Wherein, the target gene CCR2 fragment is obtained through PCR reaction, and the adopted primer sequences are as follows:

upstream primer TTTGGTACCTACGGTGCTCCCTGTCATAAA(SEQ ID NO:1)，

Downstream primer TTTTTCGAATAAGATGAGGACGACCAGCAT(SEQ ID NO:2)。

Wherein, the underlined parts of the upstream primer sequence and the downstream primer sequence respectively show the restriction enzyme sites Kpn I and Sfu I.

Construction of pcDNA3.1/CCR2 plasmid

The PCR product was digested with Kpn I and Sfu I, and purified and recovered with a Tiangen general-purpose DNA purification and recovery kit. The double digestion was carried out with Kpn I and Sfu I at the same time, and the product was purified and recovered with the above-mentioned kit. The gene fragment of interest was ligated with pcDNA3.1 linearized plasmid using T4DNA ligase overnight at 16 ℃. After the ligation product is transfected into competent T1 bacteria, the ligation product is spread on a culture plate containing Kanamycin and cultured for 12h at 37 ℃, and then a single colony is picked for PCR identification. After the primary identification is successful, extracting the plasmid by using a Tiangen plasmid miniprep kit, and sending the plasmid to a company Limited in the biological engineering (Shanghai) for sequencing identification.

In vitro Synthesis of CCR2mRNA

Linearization of plasmid, using enzyme cutting site of Pme I at downstream of CCR2 gene in plasmid, and linearizing pcDNA3.1/CCR2 plasmid by Pme I digestion. The plasmid digested liquid is treated by proteinase K and SDS, and then is subjected to phenol/chloroform extraction and ethanol precipitation to obtain purified pcDNA3.1/CCR2 linear plasmid DNA.

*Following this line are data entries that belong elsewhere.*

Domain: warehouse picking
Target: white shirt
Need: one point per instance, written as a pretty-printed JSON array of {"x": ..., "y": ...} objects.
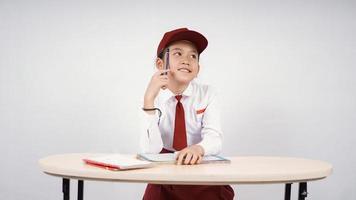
[{"x": 202, "y": 119}]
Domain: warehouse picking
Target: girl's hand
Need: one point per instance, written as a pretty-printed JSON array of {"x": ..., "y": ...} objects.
[
  {"x": 159, "y": 80},
  {"x": 190, "y": 155}
]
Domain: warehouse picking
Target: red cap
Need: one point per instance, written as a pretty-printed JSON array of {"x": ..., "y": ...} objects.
[{"x": 194, "y": 37}]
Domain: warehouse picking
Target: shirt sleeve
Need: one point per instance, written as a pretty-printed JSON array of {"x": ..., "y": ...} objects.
[
  {"x": 150, "y": 136},
  {"x": 211, "y": 128}
]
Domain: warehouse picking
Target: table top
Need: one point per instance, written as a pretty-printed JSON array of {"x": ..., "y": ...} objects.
[{"x": 241, "y": 170}]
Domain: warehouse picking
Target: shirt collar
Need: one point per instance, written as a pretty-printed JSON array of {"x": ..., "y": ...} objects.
[{"x": 166, "y": 94}]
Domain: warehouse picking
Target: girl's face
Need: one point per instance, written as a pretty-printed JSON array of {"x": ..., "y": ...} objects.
[{"x": 183, "y": 62}]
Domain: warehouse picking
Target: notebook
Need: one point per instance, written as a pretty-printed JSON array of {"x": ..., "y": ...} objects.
[
  {"x": 117, "y": 162},
  {"x": 171, "y": 158}
]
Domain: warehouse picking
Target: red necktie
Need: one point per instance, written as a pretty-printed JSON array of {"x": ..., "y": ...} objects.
[{"x": 180, "y": 136}]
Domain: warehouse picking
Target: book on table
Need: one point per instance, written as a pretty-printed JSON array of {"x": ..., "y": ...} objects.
[
  {"x": 171, "y": 158},
  {"x": 117, "y": 162}
]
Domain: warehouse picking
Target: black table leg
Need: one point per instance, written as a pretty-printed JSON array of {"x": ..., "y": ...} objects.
[
  {"x": 287, "y": 191},
  {"x": 80, "y": 189},
  {"x": 66, "y": 188},
  {"x": 302, "y": 194}
]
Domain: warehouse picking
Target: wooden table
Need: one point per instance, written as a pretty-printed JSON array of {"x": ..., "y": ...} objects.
[{"x": 241, "y": 170}]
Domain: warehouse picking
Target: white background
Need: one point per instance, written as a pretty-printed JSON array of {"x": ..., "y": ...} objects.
[{"x": 73, "y": 74}]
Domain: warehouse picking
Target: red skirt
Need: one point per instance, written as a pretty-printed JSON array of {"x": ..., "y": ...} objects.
[{"x": 188, "y": 192}]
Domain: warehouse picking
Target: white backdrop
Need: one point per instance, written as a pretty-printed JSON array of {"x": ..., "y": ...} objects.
[{"x": 73, "y": 74}]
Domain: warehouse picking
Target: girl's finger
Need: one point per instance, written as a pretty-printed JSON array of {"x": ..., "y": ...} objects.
[
  {"x": 187, "y": 158},
  {"x": 200, "y": 158},
  {"x": 194, "y": 159}
]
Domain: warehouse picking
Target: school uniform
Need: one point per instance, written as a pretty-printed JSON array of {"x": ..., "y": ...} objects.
[{"x": 202, "y": 127}]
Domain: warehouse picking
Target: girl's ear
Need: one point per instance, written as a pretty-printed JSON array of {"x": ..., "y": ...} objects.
[{"x": 159, "y": 63}]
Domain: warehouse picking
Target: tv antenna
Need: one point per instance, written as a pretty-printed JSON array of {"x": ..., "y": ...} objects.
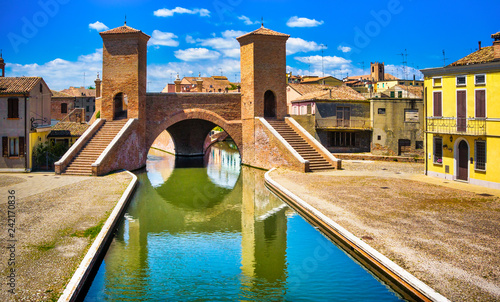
[
  {"x": 323, "y": 47},
  {"x": 444, "y": 58},
  {"x": 404, "y": 56}
]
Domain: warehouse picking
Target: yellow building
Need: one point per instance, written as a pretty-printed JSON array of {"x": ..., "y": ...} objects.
[{"x": 462, "y": 104}]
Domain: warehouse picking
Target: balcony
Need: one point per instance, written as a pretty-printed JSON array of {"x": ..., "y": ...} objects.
[
  {"x": 334, "y": 123},
  {"x": 456, "y": 125}
]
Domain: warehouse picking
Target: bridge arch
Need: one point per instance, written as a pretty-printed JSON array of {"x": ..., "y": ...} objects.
[{"x": 189, "y": 128}]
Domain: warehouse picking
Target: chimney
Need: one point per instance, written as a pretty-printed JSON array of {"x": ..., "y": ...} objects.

② in vitro synthesis of cap structure mRNA, synthesizing the cap structure-containing mRNA by using mMESSAGE RNA transcription kit. The main steps are that linear DNA is used as a template, 4 NTP and cap analogues are used as raw materials, and mRNA with a 5' end cap structure is synthesized under the catalysis of T7RNA polymerase. The above synthesis reaction solution was digested with DNase I (to remove template DNA), and then mRNA was isolated and purified by LiC l precipitation.

③ poly-A tailing of mRNA, namely, the tail of CCR2mRNA with a 5 ' end cap structure is tailing under the catalysis of yeast poly (A) polymerase by taking ATP as a raw material to generate mRNA with a complete structure, namely CCR2mRNA with a 5 ' end cap structure and a3 ' end poly-A tail. Finally the size of the mRNA was checked by denaturing agarose gel electrophoresis. The concentration of mRNA was estimated by measuring the value of absorbance (A) at a wavelength of 260 nm.

CCR2mRNA in vitro transfection of MSCs

The synthesized CCR2mRNA was transfected using the TransIT-mRNA kit. The specific operation is as follows:

after digesting MSC grown to 3-4 generations, it was resuspended to a density of 1X 10 with fresh complete medium⁵And seeded into 12-well plates, 1mL per well.

And secondly, replacing fresh complete culture solution 1h before transfection after the cells adhere to the wall.

③ 1. mu.g of CCR2mRNA was added to 100. mu.L of Opti-MEM culture medium and gently pipetted and mixed.

Fourthly, adding 1 mu L of BOOSTreagent and 1 mu L of TransIT-mRNA into the mixture in the previous step.

Fifthly, slowly and uniformly adding the mixture into the MSC culture solution, slowly shaking to uniformly distribute the mRNA, and controlling the temperature to be 37 ℃ and 5 percent CO₂Culturing in an incubator.

9. Detection of expression of CCR2mRNA and protein

Collecting cells after mRNA transfection in a 12-hole plate after 72 hours, sorting and purifying by a flow cytometer to obtain a transgenic cell line and amplifying;

detecting the content of the CCR2mRNA expressed by the transfected MSC by Real-time Quantitative PCR (RT-PCR):

firstly, RNA extraction and reverse transcription: step reference steps 3, 4 in example 1;

a PCR amplification reaction system:

total 20. mu.l;

reaction conditions are as follows: 10min at 95 ℃; 3 steps of method, 40 cycles: 95 ℃ for 15s, 60 ℃ for 30s, and 72 ℃ for 15 s; melting curve: read 1 time per minute at 55-95 ℃.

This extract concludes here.